Foi esse esquema que, investigado por CPIs e pela Polícia Federal, acabou resultando no Processo nº 470, que o Supremo Tribunal Federal começou a julgar na última quinta-feira (2). Esse escândalo resultou na proposta popular da Lei da Ficha Limpa, que pretendia impedir que candidatos com longo prontuário criminal fossem contemplados com mandatos que iriam garantir futura impunidade. Na denuncia junto ao STF, o Procurador Geral da República Antonio Fernando Barros e Silva de Souza, afirmou que o País estava diante do maior esquema de corrupção e desvio de dinheiro público já visto no País, com o propósito de sustentar carreiras políticas e viabilizar o sonho de poder de dirigentes do PT. Ao final do relatório, a PGR denunciou 38 integrantes do Governo Lula, além de parlamentares, empresários e servidores públicos por formação de quadrilha, corrupção ativa e passiva, prevaricação e falsidade ideológica, entre outros crimes.
Ocorre que, no Brasil, ninguém vai para a cadeia por sonegar impostos, pois o Código Penal, editado em pleno Estado Novo, foi destinado a punir crimes da ralé, nunca dos poderosos.

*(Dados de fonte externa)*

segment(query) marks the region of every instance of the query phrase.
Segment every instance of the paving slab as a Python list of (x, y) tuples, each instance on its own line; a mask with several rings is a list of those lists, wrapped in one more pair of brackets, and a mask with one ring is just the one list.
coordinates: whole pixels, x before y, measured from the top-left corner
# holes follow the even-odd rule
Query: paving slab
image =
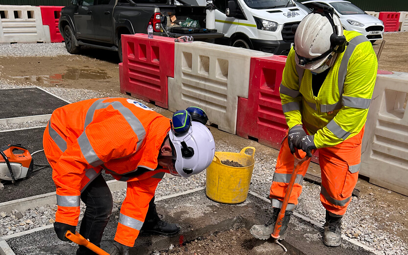
[[(45, 127), (43, 127), (0, 132), (0, 147), (9, 144), (21, 144), (31, 153), (42, 150), (45, 130)], [(44, 152), (35, 154), (32, 158), (35, 164), (48, 164)], [(38, 167), (34, 166), (34, 168)], [(52, 173), (52, 169), (48, 167), (33, 172), (26, 179), (18, 180), (15, 185), (11, 182), (3, 183), (4, 189), (0, 190), (0, 203), (55, 191)], [(113, 179), (110, 175), (103, 174), (107, 181)]]
[[(163, 215), (164, 219), (179, 224), (181, 232), (173, 237), (141, 236), (131, 249), (130, 255), (147, 255), (155, 251), (167, 250), (170, 247), (182, 245), (233, 227), (248, 229), (254, 224), (267, 220), (270, 207), (269, 203), (251, 194), (239, 205), (218, 204), (207, 198), (204, 190), (162, 200), (157, 204), (158, 211)], [(106, 249), (114, 237), (118, 215), (117, 211), (111, 216), (103, 237), (102, 248)], [(320, 228), (295, 216), (292, 217), (289, 227), (284, 243), (291, 255), (373, 254), (346, 240), (343, 240), (342, 247), (327, 247), (322, 243)], [(14, 237), (6, 241), (16, 255), (75, 254), (76, 245), (60, 241), (52, 228)]]
[(0, 118), (51, 114), (68, 102), (39, 88), (0, 90)]

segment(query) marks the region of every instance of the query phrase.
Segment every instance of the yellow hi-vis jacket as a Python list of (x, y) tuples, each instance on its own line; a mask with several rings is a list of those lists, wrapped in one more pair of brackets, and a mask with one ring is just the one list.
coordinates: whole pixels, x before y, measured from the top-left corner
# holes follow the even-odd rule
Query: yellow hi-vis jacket
[(288, 56), (280, 92), (289, 129), (303, 124), (314, 135), (316, 148), (331, 147), (357, 135), (367, 119), (377, 71), (371, 43), (357, 32), (344, 31), (350, 44), (337, 55), (317, 96), (312, 73), (295, 63), (293, 47)]

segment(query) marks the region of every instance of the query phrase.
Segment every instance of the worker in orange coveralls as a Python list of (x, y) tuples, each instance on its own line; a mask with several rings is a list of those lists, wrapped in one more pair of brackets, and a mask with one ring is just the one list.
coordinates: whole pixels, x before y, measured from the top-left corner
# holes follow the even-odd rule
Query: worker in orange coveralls
[[(299, 24), (280, 89), (289, 130), (270, 187), (273, 213), (265, 224), (252, 227), (254, 237), (265, 239), (273, 232), (293, 171), (295, 149), (312, 157), (317, 149), (321, 168), (320, 201), (326, 209), (323, 242), (328, 246), (341, 244), (341, 219), (358, 179), (377, 65), (371, 43), (357, 32), (343, 31), (333, 8), (317, 4)], [(287, 233), (310, 160), (298, 168), (280, 239)]]
[[(79, 233), (99, 246), (113, 207), (103, 170), (127, 182), (126, 196), (109, 252), (127, 255), (140, 232), (167, 236), (180, 231), (161, 221), (154, 193), (165, 173), (188, 177), (204, 170), (215, 143), (196, 107), (168, 118), (132, 99), (93, 99), (56, 109), (44, 132), (44, 151), (56, 186), (58, 238), (75, 233), (82, 200), (86, 206)], [(146, 215), (147, 214), (147, 215)], [(95, 254), (79, 246), (77, 255)]]

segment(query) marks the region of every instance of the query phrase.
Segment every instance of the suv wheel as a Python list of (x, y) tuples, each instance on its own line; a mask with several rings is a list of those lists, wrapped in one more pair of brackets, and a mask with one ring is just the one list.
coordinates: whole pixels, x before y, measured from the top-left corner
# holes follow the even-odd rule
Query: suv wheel
[(75, 37), (71, 27), (67, 25), (64, 29), (64, 40), (67, 50), (71, 54), (78, 54), (81, 48), (80, 46), (75, 46)]
[(237, 47), (238, 48), (244, 48), (250, 49), (251, 46), (249, 44), (246, 42), (244, 39), (237, 39), (232, 43), (233, 47)]

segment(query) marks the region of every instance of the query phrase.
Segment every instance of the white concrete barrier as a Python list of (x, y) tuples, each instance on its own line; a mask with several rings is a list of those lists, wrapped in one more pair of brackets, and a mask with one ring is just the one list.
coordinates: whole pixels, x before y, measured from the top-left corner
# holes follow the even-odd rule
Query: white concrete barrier
[(168, 110), (205, 111), (210, 122), (235, 134), (238, 97), (248, 98), (251, 57), (270, 54), (202, 42), (177, 43)]
[(408, 12), (400, 12), (400, 31), (408, 31)]
[(369, 12), (366, 11), (365, 12), (367, 14), (369, 14), (372, 16), (374, 16), (375, 17), (378, 19), (378, 17), (380, 16), (380, 12)]
[(50, 43), (39, 7), (0, 5), (0, 43)]
[(408, 195), (408, 73), (377, 75), (363, 139), (360, 174)]

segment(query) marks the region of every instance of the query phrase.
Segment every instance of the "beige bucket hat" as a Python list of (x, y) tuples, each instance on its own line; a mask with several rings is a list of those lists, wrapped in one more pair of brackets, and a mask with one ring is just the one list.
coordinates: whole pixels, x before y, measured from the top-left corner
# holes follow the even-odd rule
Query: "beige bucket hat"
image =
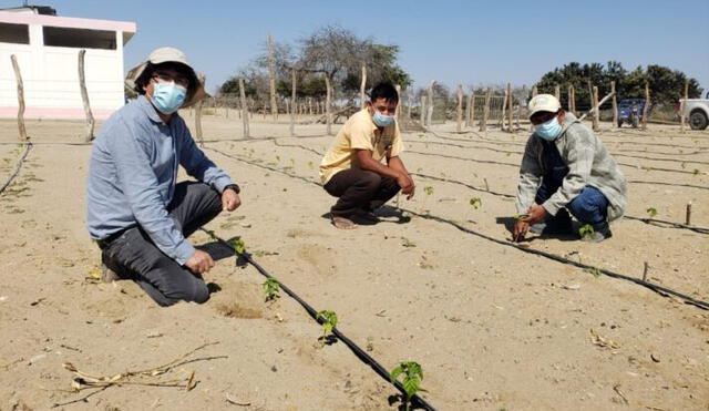
[[(155, 49), (146, 61), (129, 71), (127, 75), (125, 76), (125, 85), (131, 90), (135, 89), (135, 81), (141, 76), (141, 74), (143, 74), (143, 71), (145, 71), (145, 68), (147, 66), (147, 63), (161, 64), (167, 62), (185, 64), (194, 71), (194, 68), (187, 61), (187, 56), (181, 50), (177, 50), (175, 48), (160, 48)], [(203, 80), (199, 78), (199, 75), (197, 75), (197, 88), (195, 90), (195, 93), (192, 99), (189, 99), (182, 105), (182, 107), (188, 107), (199, 100), (205, 99), (207, 93), (204, 91)]]
[(531, 119), (534, 114), (541, 111), (556, 113), (562, 109), (562, 104), (558, 102), (558, 99), (552, 94), (537, 94), (530, 100), (528, 109)]

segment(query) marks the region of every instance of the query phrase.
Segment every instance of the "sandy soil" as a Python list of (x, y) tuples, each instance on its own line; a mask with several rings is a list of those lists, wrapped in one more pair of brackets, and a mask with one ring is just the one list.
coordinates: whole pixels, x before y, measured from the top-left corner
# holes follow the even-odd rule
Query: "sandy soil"
[[(19, 151), (14, 122), (0, 125), (4, 179)], [(647, 217), (653, 207), (655, 218), (684, 223), (692, 202), (692, 224), (709, 227), (709, 132), (603, 127), (627, 164), (628, 215)], [(287, 296), (264, 302), (264, 278), (235, 268), (233, 257), (220, 255), (206, 276), (220, 290), (202, 306), (160, 308), (131, 282), (96, 282), (99, 250), (84, 226), (90, 146), (60, 144), (80, 143), (82, 130), (30, 122), (35, 145), (0, 195), (0, 410), (395, 409), (391, 386), (343, 343), (321, 347), (320, 326)], [(287, 119), (257, 116), (255, 138), (245, 141), (232, 115), (206, 116), (204, 130), (205, 152), (242, 185), (244, 201), (207, 228), (242, 236), (256, 260), (316, 309), (335, 310), (338, 328), (388, 369), (420, 362), (423, 397), (438, 409), (709, 409), (707, 311), (417, 216), (510, 238), (513, 203), (484, 187), (514, 194), (527, 132), (458, 134), (443, 124), (405, 134), (404, 162), (421, 176), (417, 197), (399, 205), (413, 218), (386, 215), (339, 232), (326, 218), (333, 199), (314, 184), (332, 138), (323, 125), (298, 125), (290, 137)], [(709, 235), (633, 219), (613, 230), (598, 245), (527, 244), (635, 277), (647, 261), (651, 281), (709, 300)], [(192, 239), (216, 249), (204, 233)], [(212, 342), (163, 374), (132, 380), (179, 387), (74, 393), (62, 368), (111, 377)], [(196, 387), (185, 390), (193, 372)]]

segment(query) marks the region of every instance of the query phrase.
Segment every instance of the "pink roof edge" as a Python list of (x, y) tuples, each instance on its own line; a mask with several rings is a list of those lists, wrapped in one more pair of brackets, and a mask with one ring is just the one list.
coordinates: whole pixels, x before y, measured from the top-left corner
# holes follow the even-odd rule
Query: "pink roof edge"
[(136, 30), (135, 23), (130, 21), (82, 19), (75, 17), (44, 16), (14, 11), (0, 11), (0, 22), (123, 31), (129, 33), (135, 33)]

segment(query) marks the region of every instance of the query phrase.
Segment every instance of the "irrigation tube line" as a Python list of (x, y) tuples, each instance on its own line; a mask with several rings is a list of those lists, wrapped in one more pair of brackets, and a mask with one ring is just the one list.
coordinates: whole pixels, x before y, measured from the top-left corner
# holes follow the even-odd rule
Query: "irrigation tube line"
[[(232, 156), (232, 155), (225, 154), (220, 150), (216, 150), (216, 148), (208, 148), (208, 150), (212, 150), (212, 151), (215, 151), (217, 153), (220, 153), (222, 155), (225, 155), (226, 157), (229, 157), (229, 158), (233, 158), (233, 160), (243, 161), (242, 158), (238, 158), (236, 156)], [(282, 171), (282, 169), (264, 166), (261, 164), (254, 163), (254, 162), (246, 162), (246, 163), (254, 164), (254, 165), (263, 167), (263, 168), (268, 168), (268, 169), (278, 172), (278, 173), (280, 173), (282, 175), (286, 175), (288, 177), (301, 179), (301, 181), (304, 181), (306, 183), (310, 183), (312, 185), (321, 186), (321, 184), (319, 184), (319, 183), (317, 183), (317, 182), (315, 182), (312, 179), (309, 179), (309, 178), (306, 178), (306, 177), (302, 177), (302, 176), (299, 176), (299, 175), (294, 175), (294, 174), (290, 174), (290, 173), (287, 173), (287, 172)], [(701, 309), (709, 310), (709, 302), (695, 299), (695, 298), (692, 298), (690, 296), (687, 296), (687, 295), (685, 295), (682, 292), (679, 292), (679, 291), (675, 291), (675, 290), (672, 290), (670, 288), (667, 288), (667, 287), (658, 286), (658, 285), (651, 284), (649, 281), (644, 281), (644, 280), (641, 280), (639, 278), (635, 278), (635, 277), (626, 276), (626, 275), (618, 274), (618, 273), (615, 273), (615, 271), (610, 271), (610, 270), (605, 269), (605, 268), (598, 268), (598, 267), (590, 266), (590, 265), (587, 265), (587, 264), (576, 263), (576, 261), (571, 260), (568, 258), (564, 258), (562, 256), (557, 256), (555, 254), (551, 254), (551, 253), (546, 253), (546, 251), (542, 251), (542, 250), (536, 250), (536, 249), (524, 248), (524, 247), (521, 247), (521, 246), (518, 246), (518, 245), (516, 245), (514, 243), (510, 243), (510, 242), (506, 242), (506, 240), (501, 240), (501, 239), (487, 236), (485, 234), (474, 232), (474, 230), (472, 230), (470, 228), (463, 227), (462, 225), (460, 225), (460, 224), (458, 224), (458, 223), (455, 223), (453, 220), (450, 220), (450, 219), (446, 219), (446, 218), (443, 218), (443, 217), (438, 217), (438, 216), (433, 216), (433, 215), (430, 215), (430, 214), (421, 214), (421, 213), (412, 212), (412, 210), (409, 210), (409, 209), (405, 209), (405, 208), (399, 208), (399, 209), (401, 209), (403, 212), (411, 213), (413, 215), (417, 215), (417, 216), (425, 218), (425, 219), (434, 220), (436, 223), (449, 224), (449, 225), (458, 228), (459, 230), (461, 230), (463, 233), (472, 234), (474, 236), (487, 239), (490, 242), (503, 245), (505, 247), (512, 247), (512, 248), (518, 249), (518, 250), (521, 250), (523, 253), (538, 255), (538, 256), (546, 257), (548, 259), (552, 259), (552, 260), (555, 260), (555, 261), (558, 261), (558, 263), (569, 264), (569, 265), (573, 265), (573, 266), (576, 266), (576, 267), (579, 267), (579, 268), (584, 268), (584, 269), (593, 269), (593, 270), (595, 270), (597, 273), (600, 273), (600, 274), (604, 274), (604, 275), (606, 275), (608, 277), (625, 279), (625, 280), (628, 280), (630, 282), (635, 282), (635, 284), (640, 285), (643, 287), (649, 288), (653, 291), (656, 291), (656, 292), (658, 292), (660, 295), (671, 295), (671, 296), (675, 296), (675, 297), (684, 299), (685, 302), (687, 302), (687, 304), (690, 304), (692, 306), (699, 307)]]
[[(314, 148), (309, 148), (309, 147), (302, 146), (300, 144), (279, 144), (277, 142), (277, 140), (273, 140), (273, 142), (274, 142), (274, 144), (276, 146), (279, 146), (279, 147), (296, 147), (296, 148), (301, 148), (301, 150), (306, 150), (306, 151), (316, 153), (318, 155), (322, 155), (320, 152), (318, 152), (318, 151), (316, 151)], [(215, 150), (215, 148), (209, 148), (209, 150)], [(223, 152), (219, 152), (219, 153), (222, 155), (226, 155), (228, 157), (227, 154), (225, 154)], [(267, 168), (267, 169), (279, 172), (279, 169), (276, 169), (276, 168), (273, 168), (273, 167), (267, 167), (267, 166), (264, 166), (264, 167)], [(494, 191), (489, 189), (489, 188), (475, 187), (474, 185), (466, 184), (466, 183), (460, 182), (458, 179), (435, 177), (435, 176), (432, 176), (432, 175), (421, 174), (421, 173), (410, 173), (410, 174), (414, 175), (414, 176), (418, 176), (418, 177), (422, 177), (422, 178), (428, 178), (428, 179), (433, 179), (433, 181), (439, 181), (439, 182), (444, 182), (444, 183), (462, 185), (464, 187), (467, 187), (467, 188), (476, 191), (476, 192), (489, 193), (489, 194), (492, 194), (492, 195), (495, 195), (495, 196), (500, 196), (500, 197), (515, 198), (515, 196), (512, 195), (512, 194), (497, 193), (497, 192), (494, 192)], [(294, 176), (294, 177), (302, 179), (302, 177), (300, 177), (300, 176)], [(660, 227), (661, 226), (666, 226), (665, 228), (669, 227), (669, 228), (689, 229), (689, 230), (692, 230), (692, 232), (696, 232), (696, 233), (699, 233), (699, 234), (709, 234), (709, 228), (691, 226), (691, 225), (674, 223), (674, 222), (667, 222), (667, 220), (664, 220), (664, 219), (655, 219), (655, 218), (646, 218), (646, 217), (634, 217), (634, 216), (625, 216), (625, 218), (637, 220), (637, 222), (641, 222), (641, 223), (649, 224), (649, 225), (660, 226)]]
[(12, 184), (12, 181), (14, 179), (14, 177), (17, 177), (18, 174), (20, 174), (20, 168), (22, 167), (22, 164), (24, 163), (24, 160), (27, 158), (28, 154), (30, 154), (30, 150), (32, 150), (32, 143), (24, 144), (24, 152), (20, 156), (20, 160), (18, 160), (17, 164), (14, 165), (14, 169), (12, 171), (12, 173), (10, 173), (10, 175), (8, 176), (8, 179), (6, 179), (6, 182), (2, 183), (2, 185), (0, 186), (0, 194), (2, 194), (6, 191), (6, 188), (8, 188), (10, 184)]
[[(214, 233), (210, 233), (210, 232), (208, 232), (208, 230), (206, 230), (204, 228), (202, 228), (202, 230), (207, 233), (212, 238), (218, 240), (222, 245), (228, 247), (232, 251), (234, 251), (234, 254), (237, 256), (237, 261), (238, 261), (238, 257), (242, 257), (248, 264), (254, 266), (254, 268), (256, 268), (256, 270), (258, 273), (260, 273), (264, 277), (271, 278), (271, 279), (275, 279), (276, 281), (278, 281), (278, 286), (280, 287), (280, 289), (282, 289), (284, 292), (286, 292), (288, 296), (290, 296), (290, 298), (295, 299), (308, 312), (308, 315), (310, 317), (312, 317), (314, 320), (316, 320), (320, 325), (322, 325), (325, 322), (325, 320), (322, 318), (318, 317), (318, 311), (315, 308), (312, 308), (312, 306), (310, 306), (306, 300), (300, 298), (294, 290), (291, 290), (288, 286), (282, 284), (278, 278), (276, 278), (273, 275), (270, 275), (266, 270), (266, 268), (264, 268), (260, 264), (258, 264), (258, 263), (256, 263), (256, 260), (254, 260), (254, 258), (251, 257), (250, 254), (248, 254), (248, 253), (238, 254), (236, 251), (236, 249), (234, 248), (234, 246), (232, 246), (232, 244), (229, 244), (225, 239), (219, 238)], [(404, 390), (403, 386), (399, 381), (393, 381), (392, 382), (391, 381), (391, 377), (390, 377), (389, 372), (387, 371), (387, 369), (384, 367), (382, 367), (370, 355), (368, 355), (367, 351), (362, 350), (354, 341), (350, 340), (342, 331), (338, 330), (337, 327), (332, 328), (332, 335), (335, 335), (335, 337), (337, 337), (337, 339), (342, 341), (347, 346), (347, 348), (349, 348), (352, 351), (352, 353), (354, 353), (354, 356), (357, 356), (357, 358), (359, 358), (367, 366), (371, 367), (371, 369), (374, 370), (374, 372), (377, 372), (377, 374), (379, 374), (379, 377), (381, 377), (387, 382), (389, 382), (392, 386), (394, 386), (397, 388), (397, 390), (399, 390), (401, 392), (401, 394), (405, 398), (407, 391)], [(422, 399), (419, 395), (414, 394), (413, 397), (411, 397), (410, 400), (411, 400), (411, 403), (414, 407), (422, 408), (422, 409), (428, 410), (428, 411), (435, 411), (435, 408), (433, 408), (433, 405), (429, 404), (424, 399)]]
[(608, 277), (631, 281), (631, 282), (635, 282), (635, 284), (640, 285), (643, 287), (649, 288), (650, 290), (653, 290), (655, 292), (658, 292), (660, 295), (664, 295), (664, 296), (671, 295), (671, 296), (681, 298), (682, 300), (685, 300), (686, 304), (699, 307), (699, 308), (705, 309), (705, 310), (709, 310), (709, 302), (702, 301), (702, 300), (698, 300), (698, 299), (696, 299), (693, 297), (690, 297), (690, 296), (688, 296), (686, 294), (682, 294), (682, 292), (679, 292), (679, 291), (675, 291), (674, 289), (670, 289), (670, 288), (667, 288), (667, 287), (658, 286), (656, 284), (653, 284), (653, 282), (649, 282), (649, 281), (645, 281), (645, 280), (641, 280), (639, 278), (626, 276), (624, 274), (615, 273), (615, 271), (612, 271), (612, 270), (608, 270), (608, 269), (605, 269), (605, 268), (598, 268), (598, 267), (589, 266), (587, 264), (574, 261), (572, 259), (557, 256), (555, 254), (551, 254), (551, 253), (546, 253), (546, 251), (542, 251), (542, 250), (533, 249), (533, 248), (521, 247), (521, 246), (518, 246), (518, 245), (516, 245), (514, 243), (510, 243), (510, 242), (506, 242), (506, 240), (501, 240), (501, 239), (487, 236), (485, 234), (477, 233), (477, 232), (475, 232), (473, 229), (470, 229), (467, 227), (463, 227), (462, 225), (460, 225), (460, 224), (458, 224), (458, 223), (455, 223), (453, 220), (450, 220), (448, 218), (443, 218), (443, 217), (439, 217), (439, 216), (430, 215), (430, 214), (417, 213), (417, 212), (413, 212), (413, 210), (410, 210), (410, 209), (405, 209), (405, 208), (400, 208), (400, 209), (402, 212), (407, 212), (409, 214), (413, 214), (413, 215), (415, 215), (418, 217), (421, 217), (421, 218), (424, 218), (424, 219), (431, 219), (431, 220), (434, 220), (434, 222), (438, 222), (438, 223), (449, 224), (449, 225), (458, 228), (459, 230), (461, 230), (463, 233), (472, 234), (472, 235), (477, 236), (480, 238), (484, 238), (484, 239), (486, 239), (489, 242), (497, 243), (497, 244), (506, 246), (506, 247), (516, 248), (516, 249), (518, 249), (520, 251), (523, 251), (523, 253), (534, 254), (534, 255), (542, 256), (542, 257), (545, 257), (545, 258), (548, 258), (548, 259), (553, 259), (553, 260), (558, 261), (558, 263), (576, 266), (578, 268), (592, 269), (594, 271), (600, 273), (600, 274), (606, 275)]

Nesse caso, basta que o sonegador faça um acordo com a Receita e pague, em suaves parcelas mensais, o que fora sonegado. Por isso, os defensores dos envolvidos no “Mensalão", inclusive na mídia e nas redes sociais, insistem em afirmar que os cerca de R$ 100 milhões utilizados para a compra de voto de parlamentares foi apenas o uso de dinheiro não contabilizado para o pagamento de dividas de campanha dos partidos aliados do governo.
A pior parte dessa novela de terror político é que, terminando o longo julgamento, todos os 38 denunciados pela Procuradoria Geral da República por uma penca de crimes, irão dormir tranquilos em suas residências, mesmo que tenham sido condenados. É que no Brasil, o criminoso, tanto o sanguessuga que superfatura ambulâncias para o SUS, como o autor de latrocínio, se forem réus primários, aguardarão em plena liberdade que a Justiça julgue um sem número de recursos (desde que o réu tenha muito dinheiro par pagar bons advogados).
Afinal, cadeia no Brasil só existe para os três “Pês": Pretos, Pobres e Prostitutas. Por tanto, senhores passageiros do transatlântico “Brasil", que esperam ver alguns dos envolvidos no xilindró, façam uma boa reserva de “Lexotan" para atravessarem os próximos 30 ou 60 dias em que o STF estará julgando o Processo nº 470, que o povão insiste, maldosamente, de chamar de “Mensalão".